The University of Cincinnati and Xavier basketball players got into a bloody free-for-all at the end of their Dec. 10 nationally televised intercity match won by Xavier. Four players from each team were suspended for one to six games.
But the most repulsive scene of all during this troubled year in sports was exposed on Saturday, Nov. 5, when Jerry Sandusky, a longtime former assistant football coach at Penn State, was arrested and charged with 40 counts of sexually abusing children, including child abuse on Penn State property before and after serving on the staff of the highly respected head coach, Joe Paterno.

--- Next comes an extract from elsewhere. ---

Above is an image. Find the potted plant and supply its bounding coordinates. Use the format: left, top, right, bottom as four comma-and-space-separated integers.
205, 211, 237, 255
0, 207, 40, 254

Paterno, who had just set the record for a major college head football coach with his 409th victory, was fired by the Penn State University Board of Trustees, who also dismissed the university president, Graham Spanier. Neither man was charged with any crime.
However, Tim Curley, the athletic director, and Gary Schultz, a university vice president in charge of the campus police, were arrested and charged with perjury and failing to disclose to authorities information they allegedly knew about Sandusky’s behavior.
Then, on Nov. 17, three young men came forward to accuse Bernie Fine, an assistant basketball coach at Syracuse University for 36 years, of molesting them when they were children serving as ball boys for the Orange basketball team in the 1980’s. Fine has not been arrested or charged with any crime thus far. But Syracuse University fired him.
Since the initial charges against Jerry Sandusky were made, the Pennsylvania State Attorney General has added more charges, and a fourth person has come forward to charge Bernie Fine with molesting him as a child. Syracuse University and its head basketball coach, Jim Boeheim, have been sued by one of the men charging Fine with abuse.
Accentuating the Positive
But nothing will ever obliterate from our memories that spectacular game six of the World Series as the St. Louis Cardinals, down by three games to two to the Texas Rangers, were counted out twice in the game when they were down to two outs with two strikes on the batter in the bottom of the ninth, and again in the bottom of the 10th, only to come back and tie the game each time. That set it up for David Freese to hit a walk-off homer in the bottom of the 11th to send the series to a game seven that the Cardinals won for the championship.
Following this big victory, the Cards’ manager, Tony La Russa, retired and Albert Pujols, with 455 home runs and a .328 batting average in 11 seasons as the Cards’ first baseman, signed a 10-year, $250 million contract with the Los Angeles Angels of the American League.
Sports, our economy and worst of all, our politicians, were seriously flawed in 2011. But there were enough good signs at times so that I was reminded of the old Harold Arlen tune for which Johnny Mercer wrote the following lyrics: “You’ve got to accentuate the positive, eliminate the negative.”
Then I hope all of you have a very Merry Christmas!